What we get for every entry is six, eight or ten pages, with some full-page or -spread images, and just enough text to whet the appetite for a visit (details of entry not forthcoming, unfortunately). The text tells us who we're thinking of, gives them a potted biography in relation to the building, and some reference to the layout where relevant. Did it have a studio, and was it an adaptation, stuck on top, or built elsewhere on a ripe estate? And, of course, did the family own it, did the art pay for it, or how was it come by? Did it feature a mothballed seaside souvenir shop?
I can see some seeing this as too trivial – it may matter not where certain people lived.

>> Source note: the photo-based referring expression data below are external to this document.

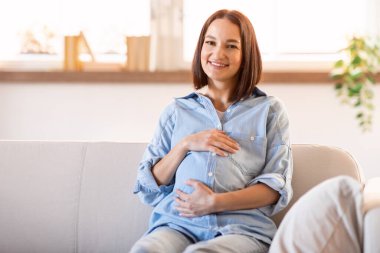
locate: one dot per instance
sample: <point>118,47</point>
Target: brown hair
<point>251,66</point>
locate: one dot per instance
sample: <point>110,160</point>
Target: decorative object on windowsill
<point>166,35</point>
<point>77,51</point>
<point>354,77</point>
<point>138,53</point>
<point>38,39</point>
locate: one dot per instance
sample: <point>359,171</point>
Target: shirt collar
<point>256,93</point>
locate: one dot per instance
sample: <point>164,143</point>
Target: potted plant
<point>354,77</point>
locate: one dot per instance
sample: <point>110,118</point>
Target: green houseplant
<point>354,77</point>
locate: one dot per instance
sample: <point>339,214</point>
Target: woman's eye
<point>232,46</point>
<point>211,43</point>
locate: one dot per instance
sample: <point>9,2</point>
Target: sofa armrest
<point>371,208</point>
<point>371,194</point>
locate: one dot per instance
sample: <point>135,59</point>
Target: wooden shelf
<point>176,77</point>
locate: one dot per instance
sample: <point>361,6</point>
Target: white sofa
<point>77,196</point>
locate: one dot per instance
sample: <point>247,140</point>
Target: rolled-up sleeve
<point>278,170</point>
<point>146,186</point>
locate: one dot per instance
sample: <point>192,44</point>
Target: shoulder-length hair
<point>251,66</point>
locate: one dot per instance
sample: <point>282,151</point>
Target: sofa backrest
<point>69,197</point>
<point>77,196</point>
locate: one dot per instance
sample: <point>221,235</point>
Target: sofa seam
<point>84,150</point>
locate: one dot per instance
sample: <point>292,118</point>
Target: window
<point>286,29</point>
<point>35,29</point>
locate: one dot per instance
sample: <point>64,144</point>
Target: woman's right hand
<point>212,140</point>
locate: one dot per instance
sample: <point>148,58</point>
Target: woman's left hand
<point>199,202</point>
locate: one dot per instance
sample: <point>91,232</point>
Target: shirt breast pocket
<point>250,158</point>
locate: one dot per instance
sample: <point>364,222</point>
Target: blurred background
<point>297,38</point>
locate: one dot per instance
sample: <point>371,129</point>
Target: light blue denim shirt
<point>260,125</point>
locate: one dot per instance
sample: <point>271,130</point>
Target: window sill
<point>175,77</point>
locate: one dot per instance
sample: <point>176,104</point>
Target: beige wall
<point>126,112</point>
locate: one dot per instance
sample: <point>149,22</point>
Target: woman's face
<point>221,53</point>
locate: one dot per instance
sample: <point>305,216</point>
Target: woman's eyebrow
<point>229,40</point>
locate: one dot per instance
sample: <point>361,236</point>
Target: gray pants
<point>167,240</point>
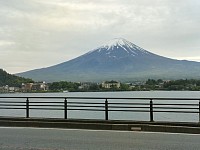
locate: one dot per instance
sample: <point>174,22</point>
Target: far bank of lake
<point>112,115</point>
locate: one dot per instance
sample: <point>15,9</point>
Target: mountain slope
<point>118,59</point>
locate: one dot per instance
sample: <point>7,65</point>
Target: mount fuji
<point>118,59</point>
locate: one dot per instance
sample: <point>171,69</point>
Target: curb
<point>171,127</point>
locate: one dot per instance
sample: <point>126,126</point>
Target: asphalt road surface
<point>63,139</point>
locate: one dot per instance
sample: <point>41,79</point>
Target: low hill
<point>12,80</point>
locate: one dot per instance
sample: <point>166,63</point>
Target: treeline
<point>12,80</point>
<point>150,84</point>
<point>175,85</point>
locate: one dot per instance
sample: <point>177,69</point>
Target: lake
<point>112,115</point>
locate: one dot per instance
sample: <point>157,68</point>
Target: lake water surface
<point>112,115</point>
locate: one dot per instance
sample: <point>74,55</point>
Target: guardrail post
<point>151,110</point>
<point>65,108</point>
<point>106,109</point>
<point>199,110</point>
<point>27,108</point>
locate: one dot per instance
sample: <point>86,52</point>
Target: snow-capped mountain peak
<point>121,45</point>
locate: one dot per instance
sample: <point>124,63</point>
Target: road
<point>63,139</point>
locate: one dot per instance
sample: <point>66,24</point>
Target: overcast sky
<point>41,33</point>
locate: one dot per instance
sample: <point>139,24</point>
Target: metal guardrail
<point>105,104</point>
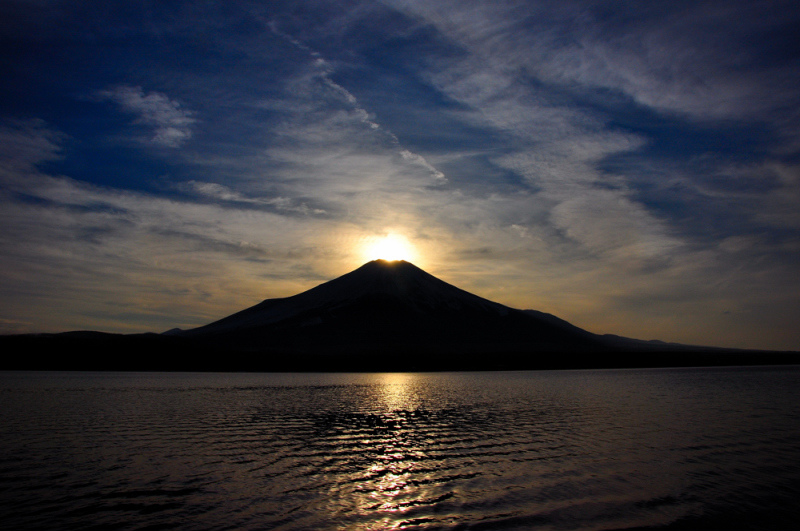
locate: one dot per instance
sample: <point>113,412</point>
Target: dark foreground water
<point>613,449</point>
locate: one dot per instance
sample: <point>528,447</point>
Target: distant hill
<point>382,316</point>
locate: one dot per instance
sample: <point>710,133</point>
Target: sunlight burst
<point>389,247</point>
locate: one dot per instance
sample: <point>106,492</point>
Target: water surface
<point>602,449</point>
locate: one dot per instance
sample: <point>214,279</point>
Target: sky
<point>631,167</point>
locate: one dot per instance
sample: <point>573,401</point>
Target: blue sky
<point>631,168</point>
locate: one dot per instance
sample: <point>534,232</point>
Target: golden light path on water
<point>698,448</point>
<point>392,481</point>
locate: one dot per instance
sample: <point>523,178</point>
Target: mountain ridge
<point>383,316</point>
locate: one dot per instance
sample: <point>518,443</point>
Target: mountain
<point>392,307</point>
<point>384,316</point>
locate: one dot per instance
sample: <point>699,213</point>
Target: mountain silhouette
<point>384,316</point>
<point>392,306</point>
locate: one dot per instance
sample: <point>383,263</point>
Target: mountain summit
<point>384,316</point>
<point>393,307</point>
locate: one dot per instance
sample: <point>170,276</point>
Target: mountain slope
<point>392,306</point>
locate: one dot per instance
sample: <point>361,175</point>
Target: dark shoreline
<point>96,351</point>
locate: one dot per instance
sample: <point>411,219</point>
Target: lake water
<point>602,449</point>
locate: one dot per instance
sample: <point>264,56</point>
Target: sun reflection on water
<point>394,484</point>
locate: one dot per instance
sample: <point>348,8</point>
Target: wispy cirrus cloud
<point>172,124</point>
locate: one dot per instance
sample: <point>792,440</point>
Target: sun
<point>390,247</point>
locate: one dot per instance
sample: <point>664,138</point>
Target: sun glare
<point>389,247</point>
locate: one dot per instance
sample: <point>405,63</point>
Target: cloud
<point>172,125</point>
<point>223,193</point>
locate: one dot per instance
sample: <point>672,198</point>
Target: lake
<point>696,448</point>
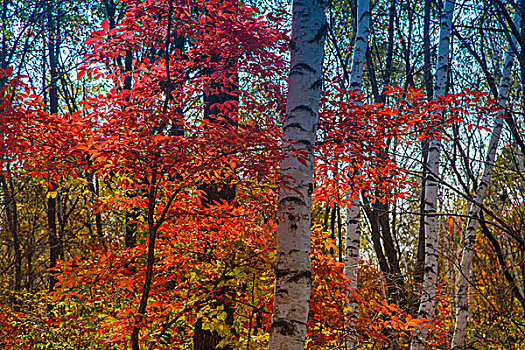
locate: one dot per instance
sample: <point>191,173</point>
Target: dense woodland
<point>226,174</point>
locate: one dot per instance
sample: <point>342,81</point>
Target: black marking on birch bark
<point>320,33</point>
<point>300,275</point>
<point>284,327</point>
<point>292,220</point>
<point>300,67</point>
<point>318,84</point>
<point>293,46</point>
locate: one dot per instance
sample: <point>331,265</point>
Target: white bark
<point>293,270</point>
<point>428,292</point>
<point>353,231</point>
<point>462,306</point>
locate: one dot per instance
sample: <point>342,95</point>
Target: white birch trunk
<point>353,221</point>
<point>293,269</point>
<point>428,292</point>
<point>465,268</point>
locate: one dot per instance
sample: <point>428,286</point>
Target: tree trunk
<point>293,268</point>
<point>428,292</point>
<point>462,307</point>
<point>353,223</point>
<point>12,224</point>
<point>54,244</point>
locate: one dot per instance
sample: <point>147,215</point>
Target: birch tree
<point>465,268</point>
<point>428,292</point>
<point>293,268</point>
<point>353,231</point>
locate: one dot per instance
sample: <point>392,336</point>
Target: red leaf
<point>90,41</point>
<point>105,25</point>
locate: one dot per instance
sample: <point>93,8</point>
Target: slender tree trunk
<point>353,223</point>
<point>54,244</point>
<point>12,224</point>
<point>428,292</point>
<point>293,269</point>
<point>420,258</point>
<point>462,307</point>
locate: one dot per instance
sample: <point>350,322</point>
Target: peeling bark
<point>428,292</point>
<point>293,268</point>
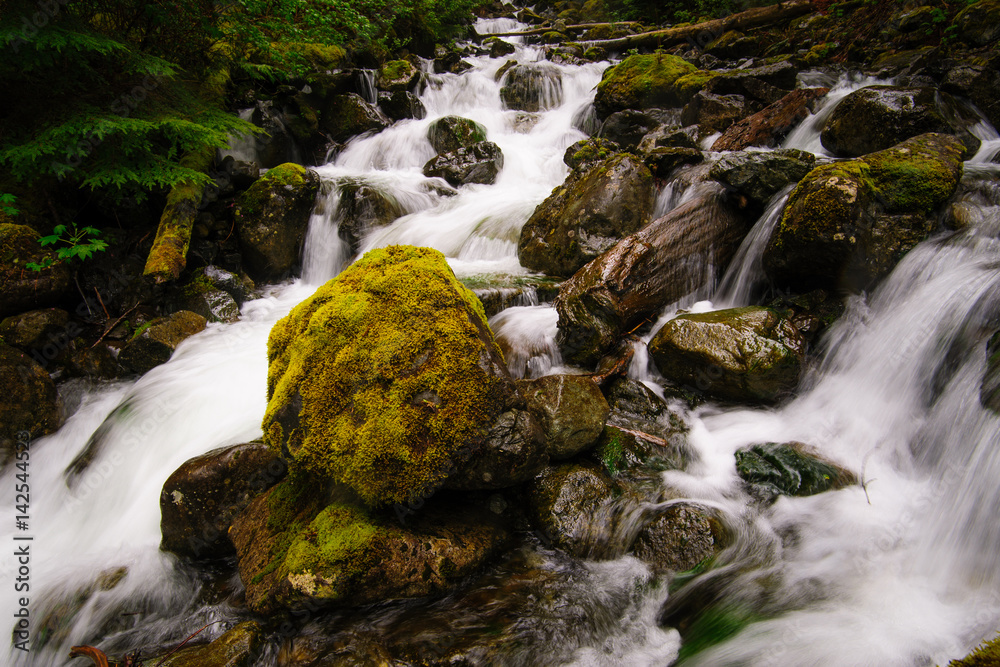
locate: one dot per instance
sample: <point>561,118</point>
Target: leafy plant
<point>73,244</point>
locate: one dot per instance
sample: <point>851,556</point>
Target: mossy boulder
<point>879,117</point>
<point>587,215</point>
<point>297,552</point>
<point>272,218</point>
<point>479,163</point>
<point>22,288</point>
<point>746,354</point>
<point>791,469</point>
<point>532,87</point>
<point>453,132</point>
<point>387,379</point>
<point>643,81</point>
<point>238,647</point>
<point>570,410</point>
<point>32,407</point>
<point>397,75</point>
<point>201,498</point>
<point>154,342</point>
<point>847,224</point>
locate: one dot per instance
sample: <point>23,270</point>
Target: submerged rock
<point>587,215</point>
<point>272,217</point>
<point>791,468</point>
<point>387,379</point>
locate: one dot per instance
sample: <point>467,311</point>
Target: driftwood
<point>705,33</point>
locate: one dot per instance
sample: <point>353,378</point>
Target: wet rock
<point>879,117</point>
<point>713,113</point>
<point>479,163</point>
<point>347,116</point>
<point>571,504</point>
<point>641,274</point>
<point>742,354</point>
<point>847,224</point>
<point>32,408</point>
<point>585,152</point>
<point>383,387</point>
<point>627,128</point>
<point>342,554</point>
<point>792,469</point>
<point>570,410</point>
<point>642,81</point>
<point>770,126</point>
<point>678,539</point>
<point>532,87</point>
<point>397,76</point>
<point>587,215</point>
<point>154,342</point>
<point>761,175</point>
<point>22,288</point>
<point>662,161</point>
<point>453,132</point>
<point>201,498</point>
<point>272,217</point>
<point>363,208</point>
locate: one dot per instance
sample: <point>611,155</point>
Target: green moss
<point>375,381</point>
<point>642,81</point>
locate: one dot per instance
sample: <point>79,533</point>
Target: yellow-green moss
<point>384,361</point>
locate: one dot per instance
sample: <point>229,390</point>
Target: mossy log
<point>168,256</point>
<point>706,32</point>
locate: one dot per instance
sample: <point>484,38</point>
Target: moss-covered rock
<point>272,218</point>
<point>31,408</point>
<point>201,498</point>
<point>642,81</point>
<point>570,409</point>
<point>295,551</point>
<point>21,288</point>
<point>792,469</point>
<point>387,379</point>
<point>453,132</point>
<point>587,215</point>
<point>847,224</point>
<point>479,163</point>
<point>155,341</point>
<point>743,354</point>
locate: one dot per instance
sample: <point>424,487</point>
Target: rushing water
<point>901,571</point>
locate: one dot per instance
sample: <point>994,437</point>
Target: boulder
<point>587,215</point>
<point>748,354</point>
<point>761,175</point>
<point>641,274</point>
<point>572,505</point>
<point>879,117</point>
<point>769,127</point>
<point>532,87</point>
<point>570,410</point>
<point>678,538</point>
<point>201,498</point>
<point>297,552</point>
<point>387,379</point>
<point>479,163</point>
<point>453,132</point>
<point>32,407</point>
<point>346,116</point>
<point>22,288</point>
<point>791,469</point>
<point>643,81</point>
<point>155,341</point>
<point>272,218</point>
<point>847,224</point>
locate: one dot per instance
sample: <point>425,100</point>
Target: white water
<point>902,572</point>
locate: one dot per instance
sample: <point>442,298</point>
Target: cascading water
<point>897,572</point>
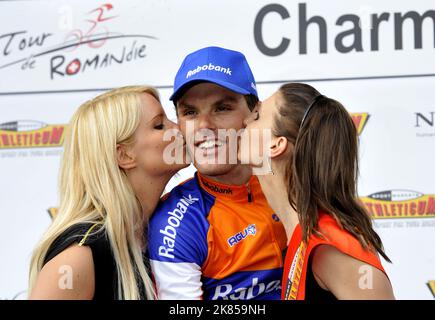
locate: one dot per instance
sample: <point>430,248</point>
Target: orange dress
<point>298,254</point>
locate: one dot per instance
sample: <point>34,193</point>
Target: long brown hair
<point>322,171</point>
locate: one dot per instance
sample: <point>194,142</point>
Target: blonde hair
<point>94,189</point>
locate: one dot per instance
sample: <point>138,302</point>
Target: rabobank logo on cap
<point>224,67</point>
<point>208,67</point>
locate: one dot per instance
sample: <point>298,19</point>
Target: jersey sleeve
<point>177,247</point>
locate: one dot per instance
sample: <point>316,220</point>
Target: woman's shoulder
<point>83,234</point>
<point>334,235</point>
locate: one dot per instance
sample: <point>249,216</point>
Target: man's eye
<point>223,108</point>
<point>188,113</point>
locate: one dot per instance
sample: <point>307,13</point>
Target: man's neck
<point>239,175</point>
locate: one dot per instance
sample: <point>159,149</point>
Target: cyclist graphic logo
<point>97,33</point>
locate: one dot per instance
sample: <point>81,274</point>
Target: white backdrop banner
<point>376,57</point>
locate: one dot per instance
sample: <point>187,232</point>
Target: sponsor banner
<point>30,134</point>
<point>400,204</point>
<point>62,46</point>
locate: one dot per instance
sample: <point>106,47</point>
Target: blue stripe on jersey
<point>178,228</point>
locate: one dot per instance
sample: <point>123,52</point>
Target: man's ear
<point>278,146</point>
<point>124,157</point>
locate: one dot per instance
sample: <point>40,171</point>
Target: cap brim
<point>181,90</point>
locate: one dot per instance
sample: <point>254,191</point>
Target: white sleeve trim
<point>177,280</point>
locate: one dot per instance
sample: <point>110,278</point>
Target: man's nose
<point>205,121</point>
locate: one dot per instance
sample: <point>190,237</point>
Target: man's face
<point>208,115</point>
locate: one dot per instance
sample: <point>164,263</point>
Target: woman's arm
<point>68,276</point>
<point>349,278</point>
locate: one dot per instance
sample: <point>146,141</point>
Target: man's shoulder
<point>184,195</point>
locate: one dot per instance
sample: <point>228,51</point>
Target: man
<point>214,236</point>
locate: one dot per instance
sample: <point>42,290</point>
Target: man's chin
<point>214,169</point>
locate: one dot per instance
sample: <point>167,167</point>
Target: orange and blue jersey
<point>208,240</point>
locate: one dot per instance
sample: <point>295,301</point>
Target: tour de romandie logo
<point>30,134</point>
<point>360,120</point>
<point>392,204</point>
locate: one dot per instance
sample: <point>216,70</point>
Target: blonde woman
<point>111,178</point>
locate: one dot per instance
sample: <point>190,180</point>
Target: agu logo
<point>400,204</point>
<point>235,239</point>
<point>30,134</point>
<point>360,120</point>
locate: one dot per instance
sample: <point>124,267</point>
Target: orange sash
<point>298,253</point>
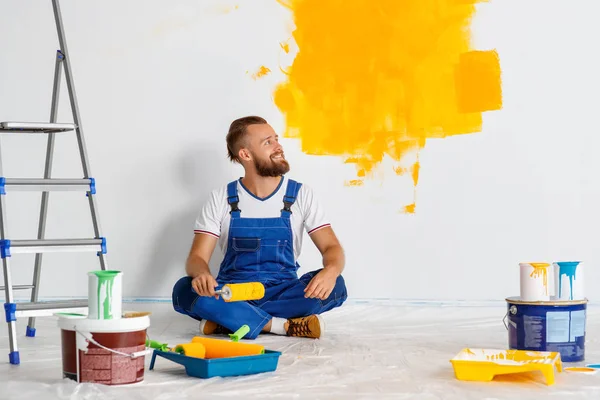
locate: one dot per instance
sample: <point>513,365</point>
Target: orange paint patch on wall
<point>386,87</point>
<point>478,85</point>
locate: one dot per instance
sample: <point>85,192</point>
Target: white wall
<point>159,82</point>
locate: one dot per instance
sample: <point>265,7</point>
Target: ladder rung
<point>48,308</point>
<point>35,127</point>
<point>22,184</point>
<point>18,287</point>
<point>51,305</point>
<point>8,247</point>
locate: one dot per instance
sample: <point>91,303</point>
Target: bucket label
<point>577,324</point>
<point>557,327</point>
<point>533,331</point>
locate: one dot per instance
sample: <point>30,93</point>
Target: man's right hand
<point>204,284</point>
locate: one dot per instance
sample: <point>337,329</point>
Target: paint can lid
<point>517,300</point>
<point>119,325</point>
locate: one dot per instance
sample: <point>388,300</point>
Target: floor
<point>372,349</point>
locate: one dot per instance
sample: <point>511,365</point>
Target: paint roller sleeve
<point>242,291</point>
<point>216,348</point>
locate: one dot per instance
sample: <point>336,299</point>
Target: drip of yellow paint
<point>406,76</point>
<point>262,71</point>
<point>540,269</point>
<point>355,182</point>
<point>410,209</point>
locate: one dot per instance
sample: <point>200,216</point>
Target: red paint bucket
<point>110,352</point>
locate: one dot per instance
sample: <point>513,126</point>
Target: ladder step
<point>48,308</point>
<point>18,287</point>
<point>8,247</point>
<point>27,184</point>
<point>35,127</point>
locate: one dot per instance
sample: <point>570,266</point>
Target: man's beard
<point>271,168</point>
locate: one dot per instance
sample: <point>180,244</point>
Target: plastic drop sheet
<point>371,350</point>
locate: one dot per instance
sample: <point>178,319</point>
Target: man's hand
<point>321,285</point>
<point>204,284</point>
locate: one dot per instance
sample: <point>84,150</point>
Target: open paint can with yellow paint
<point>105,290</point>
<point>537,281</point>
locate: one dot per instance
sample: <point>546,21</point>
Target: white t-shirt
<point>307,212</point>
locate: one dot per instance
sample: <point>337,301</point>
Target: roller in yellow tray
<point>242,291</point>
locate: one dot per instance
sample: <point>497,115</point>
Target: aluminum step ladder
<point>9,247</point>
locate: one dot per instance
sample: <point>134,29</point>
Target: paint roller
<point>202,347</point>
<point>241,291</point>
<point>207,348</point>
<point>217,348</point>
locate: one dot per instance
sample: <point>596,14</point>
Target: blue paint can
<point>547,326</point>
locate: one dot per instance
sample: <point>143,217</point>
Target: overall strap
<point>289,198</point>
<point>233,199</point>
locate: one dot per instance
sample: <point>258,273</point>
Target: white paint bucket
<point>110,352</point>
<point>569,280</point>
<point>537,281</point>
<point>105,294</point>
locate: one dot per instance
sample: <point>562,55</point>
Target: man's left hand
<point>321,285</point>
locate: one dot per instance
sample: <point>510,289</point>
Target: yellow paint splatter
<point>388,87</point>
<point>410,209</point>
<point>354,182</point>
<point>262,71</point>
<point>478,82</point>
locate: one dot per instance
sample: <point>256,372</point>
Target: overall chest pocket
<point>246,244</point>
<point>247,252</point>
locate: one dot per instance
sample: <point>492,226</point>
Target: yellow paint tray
<point>485,364</point>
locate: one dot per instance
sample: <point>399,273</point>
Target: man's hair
<point>237,133</point>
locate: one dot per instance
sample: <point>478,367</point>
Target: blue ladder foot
<point>13,357</point>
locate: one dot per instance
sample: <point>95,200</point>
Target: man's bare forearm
<point>334,259</point>
<point>195,266</point>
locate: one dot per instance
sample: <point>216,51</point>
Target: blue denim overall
<point>258,250</point>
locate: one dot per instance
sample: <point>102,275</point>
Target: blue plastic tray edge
<point>206,366</point>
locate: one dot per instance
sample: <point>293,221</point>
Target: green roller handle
<point>240,333</point>
<point>157,345</point>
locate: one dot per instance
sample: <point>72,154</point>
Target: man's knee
<point>183,296</point>
<point>339,294</point>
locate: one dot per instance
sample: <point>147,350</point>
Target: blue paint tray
<point>229,366</point>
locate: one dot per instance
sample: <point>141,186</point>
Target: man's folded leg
<point>302,318</point>
<point>217,312</point>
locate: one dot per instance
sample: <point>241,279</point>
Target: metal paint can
<point>536,281</point>
<point>569,280</point>
<point>547,326</point>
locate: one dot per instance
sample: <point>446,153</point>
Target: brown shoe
<point>311,327</point>
<point>212,328</point>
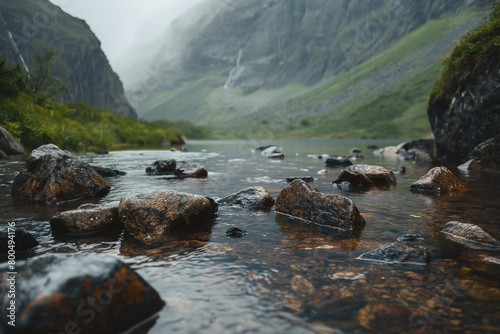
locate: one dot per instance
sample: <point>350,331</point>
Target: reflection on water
<point>284,276</point>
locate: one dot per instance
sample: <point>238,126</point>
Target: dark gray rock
<point>398,252</point>
<point>52,175</point>
<point>470,235</point>
<point>8,144</point>
<point>84,293</point>
<point>252,197</point>
<point>301,200</point>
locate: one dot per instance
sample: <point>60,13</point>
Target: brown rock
<point>84,293</point>
<point>384,318</point>
<point>438,180</point>
<point>8,144</point>
<point>301,200</point>
<point>86,220</point>
<point>52,175</point>
<point>470,235</point>
<point>155,216</point>
<point>252,197</point>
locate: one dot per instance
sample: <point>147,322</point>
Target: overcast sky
<point>118,23</point>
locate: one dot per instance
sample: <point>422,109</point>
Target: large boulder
<point>8,144</point>
<point>438,180</point>
<point>301,200</point>
<point>20,239</point>
<point>398,252</point>
<point>178,169</point>
<point>86,219</point>
<point>252,197</point>
<point>365,176</point>
<point>470,235</point>
<point>52,175</point>
<point>77,294</point>
<point>159,216</point>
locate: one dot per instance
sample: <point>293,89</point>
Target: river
<point>282,278</point>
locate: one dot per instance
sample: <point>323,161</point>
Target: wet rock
<point>93,219</point>
<point>365,176</point>
<point>252,197</point>
<point>384,318</point>
<point>22,241</point>
<point>336,162</point>
<point>84,293</point>
<point>438,180</point>
<point>52,175</point>
<point>398,252</point>
<point>303,178</point>
<point>411,237</point>
<point>301,200</point>
<point>158,216</point>
<point>8,144</point>
<point>179,169</point>
<point>470,235</point>
<point>236,232</point>
<point>107,172</point>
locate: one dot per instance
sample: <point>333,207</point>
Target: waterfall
<point>14,45</point>
<point>233,70</point>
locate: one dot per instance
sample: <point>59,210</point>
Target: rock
<point>364,176</point>
<point>22,240</point>
<point>398,252</point>
<point>8,144</point>
<point>179,169</point>
<point>385,318</point>
<point>438,180</point>
<point>157,216</point>
<point>52,175</point>
<point>335,162</point>
<point>80,293</point>
<point>470,235</point>
<point>236,232</point>
<point>85,219</point>
<point>301,200</point>
<point>303,178</point>
<point>252,197</point>
<point>411,237</point>
<point>107,172</point>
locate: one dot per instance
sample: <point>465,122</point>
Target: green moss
<point>474,54</point>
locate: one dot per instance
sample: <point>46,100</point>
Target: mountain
<point>28,27</point>
<point>323,68</point>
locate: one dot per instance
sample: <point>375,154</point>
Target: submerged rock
<point>85,219</point>
<point>84,293</point>
<point>301,200</point>
<point>52,175</point>
<point>107,172</point>
<point>22,241</point>
<point>398,252</point>
<point>470,235</point>
<point>154,217</point>
<point>337,162</point>
<point>364,176</point>
<point>179,169</point>
<point>438,180</point>
<point>8,144</point>
<point>252,197</point>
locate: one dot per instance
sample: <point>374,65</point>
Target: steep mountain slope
<point>308,68</point>
<point>29,26</point>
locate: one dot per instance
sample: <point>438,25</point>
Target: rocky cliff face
<point>468,118</point>
<point>29,26</point>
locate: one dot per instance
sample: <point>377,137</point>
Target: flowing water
<point>288,278</point>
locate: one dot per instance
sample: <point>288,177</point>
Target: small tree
<point>41,83</point>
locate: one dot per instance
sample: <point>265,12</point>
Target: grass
<point>76,127</point>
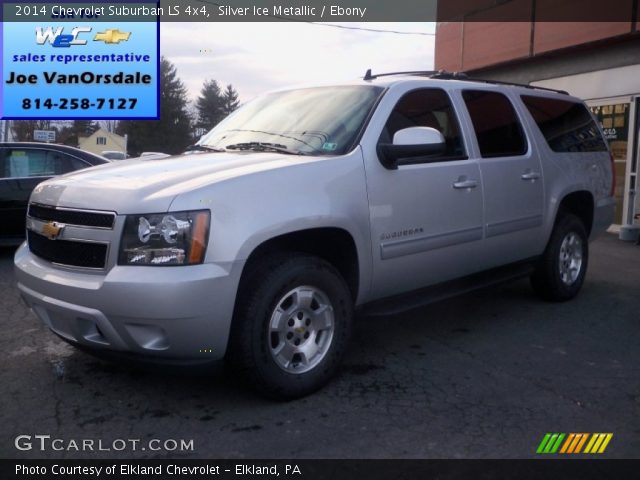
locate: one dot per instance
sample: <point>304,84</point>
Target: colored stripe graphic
<point>574,443</point>
<point>550,443</point>
<point>598,443</point>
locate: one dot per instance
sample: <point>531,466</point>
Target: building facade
<point>102,140</point>
<point>596,61</point>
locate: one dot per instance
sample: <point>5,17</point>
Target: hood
<point>145,186</point>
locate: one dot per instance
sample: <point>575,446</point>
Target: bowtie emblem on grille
<point>52,230</point>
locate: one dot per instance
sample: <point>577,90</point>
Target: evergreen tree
<point>210,106</point>
<point>229,100</point>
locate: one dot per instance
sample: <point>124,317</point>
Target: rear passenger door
<point>426,215</point>
<point>512,178</point>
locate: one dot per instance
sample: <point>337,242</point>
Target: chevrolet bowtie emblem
<point>112,35</point>
<point>52,230</point>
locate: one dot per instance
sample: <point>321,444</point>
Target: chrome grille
<point>66,252</point>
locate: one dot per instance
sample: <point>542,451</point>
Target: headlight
<point>176,238</point>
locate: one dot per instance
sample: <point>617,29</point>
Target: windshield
<point>318,121</point>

But I would argue the literary equivalent would matter – "Waiting for Godot" ends up a very different piece if written in a dungeon, overlooking a duck-filled stream or scribbled in fragments on the #76 bus. And so the artist's home must have some kind of influence on their output – is it homely, elaborate, utilitarian, shared or isolation-giving? You can't tell me "The Scream" was painted to the song of a curlew – it's got to be shrieking gulls and more instead.
The hiccup is that the image is allowed to dominate, and when you get images after the text (and quote) is over you cannot feel sure (when reading this digitally at least) if it's what you've just seen or ready for who you're about to meet. More and better captioning would have helped somewhat. But this brings many semi-unknown artists to our attention, and brings their life to our mind as a further layer on our interest in them. What I found here was something to browse at leisure and warmly appreciate – a strong four stars.